C’est peut-être l’opportunité historique la plus importante à laquelle nombre d’entre nous Colombiens en vie aujourd’hui ont jamais été confrontés. Quoi qu’il arrive tout au long du chemin très risqué que nous suivons maintenant, le fait même que ces conversations aient eu lieu, abordant les vraies questions qui préoccupent la plupart des Colombiens, et en particulier la grande majorité de ceux qui sont marginalisés, constitue déjà un énorme pas en avant vers la création de la nation prospère et en paix que notre cher pays pourrait devenir.

Tout au long de ce chemin dangereux qui nous attend, les valeurs d’I&C sont nos outils les plus importants, car notre pays a besoin de pardonner, de se centrer sur la connexion intérieure et la sagesse qui en est dérivée, et d’être guidé chaque jour par des normes absolues.

Maria del Corral est née à Bogota, en Colombie. Elle a étudié l’agriculture à l’Université de Reading au Royaume-Uni. Citadine et fille d’un intellectuel plutôt excentrique, son intérêt pour l’agriculture est né de la combinaison de son amour pour la nature et de sa profonde préoccupation pour la structure sociale extrêmement déchirée de la Colombie.

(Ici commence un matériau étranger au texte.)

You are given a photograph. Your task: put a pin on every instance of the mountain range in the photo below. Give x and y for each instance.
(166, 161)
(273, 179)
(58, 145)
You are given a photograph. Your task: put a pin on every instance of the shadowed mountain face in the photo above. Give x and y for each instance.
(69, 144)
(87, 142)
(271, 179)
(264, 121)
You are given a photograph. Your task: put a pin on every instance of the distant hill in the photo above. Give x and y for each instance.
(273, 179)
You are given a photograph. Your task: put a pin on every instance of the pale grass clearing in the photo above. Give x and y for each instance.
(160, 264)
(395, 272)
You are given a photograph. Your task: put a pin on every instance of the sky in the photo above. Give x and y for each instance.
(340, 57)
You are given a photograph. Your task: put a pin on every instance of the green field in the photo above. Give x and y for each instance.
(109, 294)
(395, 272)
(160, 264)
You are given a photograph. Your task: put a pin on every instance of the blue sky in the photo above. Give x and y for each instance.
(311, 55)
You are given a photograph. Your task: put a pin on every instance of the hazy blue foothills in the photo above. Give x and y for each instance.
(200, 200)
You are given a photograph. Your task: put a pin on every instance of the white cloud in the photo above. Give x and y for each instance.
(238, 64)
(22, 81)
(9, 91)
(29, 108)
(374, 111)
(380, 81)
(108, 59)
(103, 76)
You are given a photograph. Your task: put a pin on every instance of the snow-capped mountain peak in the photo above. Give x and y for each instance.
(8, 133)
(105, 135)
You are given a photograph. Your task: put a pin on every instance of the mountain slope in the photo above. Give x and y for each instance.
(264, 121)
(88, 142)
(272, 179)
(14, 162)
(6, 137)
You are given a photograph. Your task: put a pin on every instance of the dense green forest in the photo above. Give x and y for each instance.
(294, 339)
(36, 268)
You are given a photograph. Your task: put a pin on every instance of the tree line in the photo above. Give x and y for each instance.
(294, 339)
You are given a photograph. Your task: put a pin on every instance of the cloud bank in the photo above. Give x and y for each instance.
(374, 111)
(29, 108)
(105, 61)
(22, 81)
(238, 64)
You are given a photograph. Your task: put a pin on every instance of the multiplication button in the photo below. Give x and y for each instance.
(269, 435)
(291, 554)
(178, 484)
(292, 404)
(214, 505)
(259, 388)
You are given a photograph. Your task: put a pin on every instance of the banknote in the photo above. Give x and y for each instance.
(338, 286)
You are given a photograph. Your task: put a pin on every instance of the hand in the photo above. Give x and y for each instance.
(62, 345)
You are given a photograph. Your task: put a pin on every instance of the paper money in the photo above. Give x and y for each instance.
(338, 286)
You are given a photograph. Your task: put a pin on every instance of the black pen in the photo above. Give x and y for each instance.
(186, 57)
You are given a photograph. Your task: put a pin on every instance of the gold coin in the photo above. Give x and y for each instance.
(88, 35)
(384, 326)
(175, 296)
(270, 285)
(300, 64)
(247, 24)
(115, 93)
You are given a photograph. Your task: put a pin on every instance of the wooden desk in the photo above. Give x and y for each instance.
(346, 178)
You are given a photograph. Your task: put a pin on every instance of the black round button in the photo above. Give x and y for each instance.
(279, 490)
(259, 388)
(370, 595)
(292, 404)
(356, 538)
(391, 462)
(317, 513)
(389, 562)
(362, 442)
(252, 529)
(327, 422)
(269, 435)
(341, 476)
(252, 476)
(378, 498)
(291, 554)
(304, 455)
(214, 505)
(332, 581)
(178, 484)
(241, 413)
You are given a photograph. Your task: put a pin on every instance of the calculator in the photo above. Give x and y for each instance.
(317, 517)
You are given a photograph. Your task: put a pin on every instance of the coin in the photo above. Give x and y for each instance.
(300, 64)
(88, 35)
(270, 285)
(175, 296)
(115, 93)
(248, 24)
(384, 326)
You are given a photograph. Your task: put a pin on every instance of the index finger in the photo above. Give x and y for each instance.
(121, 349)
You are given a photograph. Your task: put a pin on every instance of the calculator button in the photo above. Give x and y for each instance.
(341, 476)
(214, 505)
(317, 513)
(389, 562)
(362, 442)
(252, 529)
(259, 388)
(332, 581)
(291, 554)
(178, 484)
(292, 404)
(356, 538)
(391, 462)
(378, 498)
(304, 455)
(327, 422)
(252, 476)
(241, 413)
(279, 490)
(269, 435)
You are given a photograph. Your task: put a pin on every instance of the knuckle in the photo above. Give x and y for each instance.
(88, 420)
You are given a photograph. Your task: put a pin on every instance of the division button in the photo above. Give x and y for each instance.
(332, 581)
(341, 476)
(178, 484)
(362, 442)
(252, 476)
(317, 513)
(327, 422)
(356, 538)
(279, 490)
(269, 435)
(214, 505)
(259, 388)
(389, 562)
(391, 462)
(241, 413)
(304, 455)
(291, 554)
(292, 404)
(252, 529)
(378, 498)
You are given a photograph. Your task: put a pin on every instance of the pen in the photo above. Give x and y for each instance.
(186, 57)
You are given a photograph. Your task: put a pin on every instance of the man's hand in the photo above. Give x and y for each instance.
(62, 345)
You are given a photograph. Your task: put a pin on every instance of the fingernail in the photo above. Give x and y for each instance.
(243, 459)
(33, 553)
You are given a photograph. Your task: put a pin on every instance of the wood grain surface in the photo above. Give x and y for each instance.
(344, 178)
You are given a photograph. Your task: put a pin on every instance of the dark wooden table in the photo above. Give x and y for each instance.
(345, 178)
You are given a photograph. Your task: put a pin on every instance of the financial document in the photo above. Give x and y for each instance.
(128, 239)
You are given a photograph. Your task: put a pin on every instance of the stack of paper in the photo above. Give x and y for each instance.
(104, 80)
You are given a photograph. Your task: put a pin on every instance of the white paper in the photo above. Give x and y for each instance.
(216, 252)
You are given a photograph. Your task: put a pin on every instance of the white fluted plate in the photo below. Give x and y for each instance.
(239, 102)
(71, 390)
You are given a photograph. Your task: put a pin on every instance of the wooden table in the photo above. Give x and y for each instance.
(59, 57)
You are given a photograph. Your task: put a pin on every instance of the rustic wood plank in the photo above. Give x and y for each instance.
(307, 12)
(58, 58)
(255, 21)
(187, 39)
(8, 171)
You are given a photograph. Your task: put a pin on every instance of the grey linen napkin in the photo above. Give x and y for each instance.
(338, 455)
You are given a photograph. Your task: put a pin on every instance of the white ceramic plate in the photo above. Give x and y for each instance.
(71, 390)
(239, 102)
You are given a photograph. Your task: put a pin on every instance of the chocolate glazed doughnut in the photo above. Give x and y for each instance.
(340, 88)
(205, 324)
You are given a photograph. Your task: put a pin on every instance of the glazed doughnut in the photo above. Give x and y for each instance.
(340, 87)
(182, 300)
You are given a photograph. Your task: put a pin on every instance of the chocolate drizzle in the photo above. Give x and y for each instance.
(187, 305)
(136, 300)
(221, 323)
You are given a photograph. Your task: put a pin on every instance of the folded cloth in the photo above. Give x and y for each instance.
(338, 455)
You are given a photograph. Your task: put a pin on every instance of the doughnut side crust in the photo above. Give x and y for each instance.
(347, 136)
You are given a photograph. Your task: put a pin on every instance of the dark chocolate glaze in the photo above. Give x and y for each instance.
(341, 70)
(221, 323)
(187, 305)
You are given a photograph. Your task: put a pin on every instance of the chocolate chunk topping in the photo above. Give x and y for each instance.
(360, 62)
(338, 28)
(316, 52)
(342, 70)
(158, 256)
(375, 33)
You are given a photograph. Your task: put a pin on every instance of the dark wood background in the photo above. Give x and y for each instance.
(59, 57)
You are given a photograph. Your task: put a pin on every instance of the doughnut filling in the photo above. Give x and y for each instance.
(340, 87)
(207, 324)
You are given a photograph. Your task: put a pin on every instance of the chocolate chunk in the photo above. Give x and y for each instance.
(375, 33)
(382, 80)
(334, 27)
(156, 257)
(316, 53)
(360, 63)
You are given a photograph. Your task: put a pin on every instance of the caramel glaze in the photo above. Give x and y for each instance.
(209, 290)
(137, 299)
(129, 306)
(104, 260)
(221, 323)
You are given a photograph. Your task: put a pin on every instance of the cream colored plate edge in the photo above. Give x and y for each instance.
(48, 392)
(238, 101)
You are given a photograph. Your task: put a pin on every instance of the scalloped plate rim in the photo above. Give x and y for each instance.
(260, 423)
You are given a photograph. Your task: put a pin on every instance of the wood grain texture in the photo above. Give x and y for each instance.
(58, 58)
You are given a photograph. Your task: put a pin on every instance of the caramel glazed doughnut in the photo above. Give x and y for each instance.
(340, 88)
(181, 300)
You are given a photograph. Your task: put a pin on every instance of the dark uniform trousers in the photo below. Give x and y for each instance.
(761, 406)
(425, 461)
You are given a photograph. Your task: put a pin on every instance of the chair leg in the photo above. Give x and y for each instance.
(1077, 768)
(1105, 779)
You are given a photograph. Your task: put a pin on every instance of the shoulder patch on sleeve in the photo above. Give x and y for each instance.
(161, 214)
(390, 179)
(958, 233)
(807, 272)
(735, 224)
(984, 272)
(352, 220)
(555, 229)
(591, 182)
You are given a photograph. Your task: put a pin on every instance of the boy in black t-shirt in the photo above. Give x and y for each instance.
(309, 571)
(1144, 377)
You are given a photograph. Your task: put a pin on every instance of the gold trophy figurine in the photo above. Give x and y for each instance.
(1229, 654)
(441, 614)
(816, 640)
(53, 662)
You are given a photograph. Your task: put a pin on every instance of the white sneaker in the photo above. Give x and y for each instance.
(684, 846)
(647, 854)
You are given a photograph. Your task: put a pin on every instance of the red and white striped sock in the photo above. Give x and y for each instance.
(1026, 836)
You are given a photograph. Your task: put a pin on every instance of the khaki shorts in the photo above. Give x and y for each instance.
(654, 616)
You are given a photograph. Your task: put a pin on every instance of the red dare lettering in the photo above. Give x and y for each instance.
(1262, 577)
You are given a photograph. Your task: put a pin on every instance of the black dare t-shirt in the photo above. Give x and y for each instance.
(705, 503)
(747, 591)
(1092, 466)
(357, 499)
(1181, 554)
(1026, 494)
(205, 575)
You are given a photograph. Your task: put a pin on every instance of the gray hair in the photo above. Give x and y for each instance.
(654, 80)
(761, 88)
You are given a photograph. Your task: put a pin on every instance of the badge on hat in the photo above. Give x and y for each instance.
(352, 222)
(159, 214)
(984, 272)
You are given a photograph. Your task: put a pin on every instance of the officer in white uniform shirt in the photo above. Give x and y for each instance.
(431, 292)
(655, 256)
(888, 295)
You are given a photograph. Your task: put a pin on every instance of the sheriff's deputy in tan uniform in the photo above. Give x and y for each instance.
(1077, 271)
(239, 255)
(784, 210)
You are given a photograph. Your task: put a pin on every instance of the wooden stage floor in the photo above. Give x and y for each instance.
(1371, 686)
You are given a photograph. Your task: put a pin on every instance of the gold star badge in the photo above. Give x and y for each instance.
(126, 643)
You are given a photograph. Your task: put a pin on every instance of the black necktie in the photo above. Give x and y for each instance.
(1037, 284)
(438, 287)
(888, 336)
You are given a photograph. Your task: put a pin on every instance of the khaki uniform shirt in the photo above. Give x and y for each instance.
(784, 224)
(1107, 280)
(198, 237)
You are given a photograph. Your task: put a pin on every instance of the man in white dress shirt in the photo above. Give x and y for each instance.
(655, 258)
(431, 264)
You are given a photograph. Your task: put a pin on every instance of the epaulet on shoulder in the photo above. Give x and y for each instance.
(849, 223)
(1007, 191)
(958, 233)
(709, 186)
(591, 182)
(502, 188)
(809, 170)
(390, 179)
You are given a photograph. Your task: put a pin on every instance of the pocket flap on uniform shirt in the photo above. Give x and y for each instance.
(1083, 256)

Maria fait actuellement partie d’une équipe d’I&C à Bogota, présentant des ateliers sur une diversité de sujets chaque mois, et participant également à d’autres initiatives associées à la reconstruction de la structure de la société colombienne dévastée par plus de 50 ans de guérilla interne.

NB : Des individus de toutes cultures, nationalités, religions et croyances sont impliqués et actifs avec Initiatives et Changement. Ce texte représente le point de vue de l’auteur, pas nécessairement de toute l’organisation Initiatives et Changement.